Orthogonal Near-Infrared-II Imaging Enables Spatially Distinguishing Tissues Based on Lanthanide-Doped Nanoprobes.

Multichannel near-infrared (NIR)-II imaging provides more precise and detailed information for studying complex biological processes. When studying specific biological processes, a separated single signal and multisignals are essential but difficult to obtain by traditional multichannel NIR-II imaging methods. Taking advantage of the unique optical properties of lanthanide ions, especially in atom-like absorbance and emission spectroscopy in the NIR region, in this study, we synthesized two lanthanide-doped nanoprobes, NaYF4:Gd@NaYF4:Nd@NaYF4 (cssNd) and NaYF4:Gd@NaYF4:Er@NaYF4 (cssEr). These two nanoprobes show orthogonal NIR-II emissions (1064 and 1330 nm for cssNd and 1550 nm for cssEr) under 730 and 980 nm excitation, respectively. The feasibility of cssNd and cssEr for multichannel NIR-II imaging was proven in vitro.

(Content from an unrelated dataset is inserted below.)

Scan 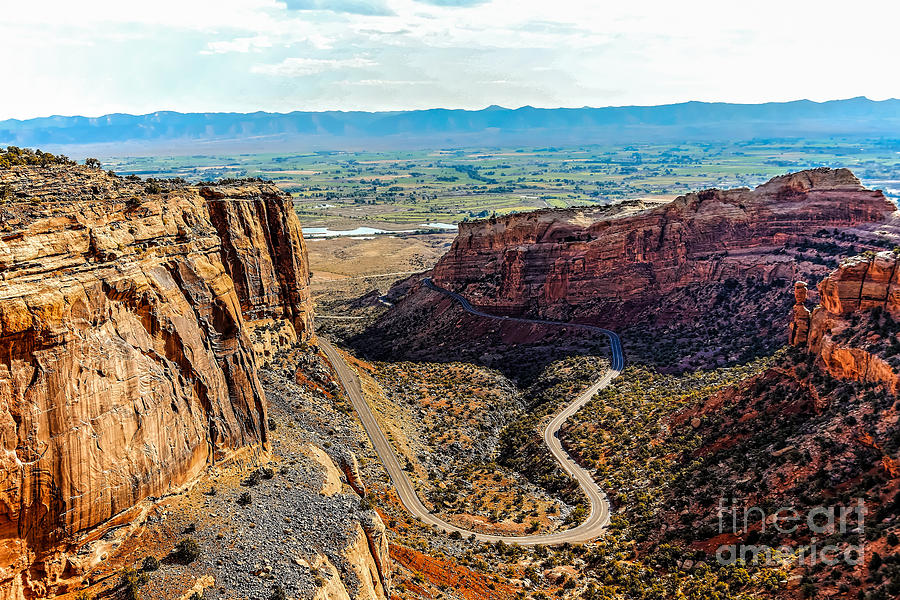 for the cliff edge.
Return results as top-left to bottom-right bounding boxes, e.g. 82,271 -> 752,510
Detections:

Under different methods of administering the nanoprobes, in vivo multichannel NIR-II imaging with both the separated single signal and multisignals was successfully performed and could spatially distinguish tissues under two different excitation sources. Our results provide a new method for multichannel NIR-II imaging with separable signals, which is promising for precisely studying complex biological processes precisely.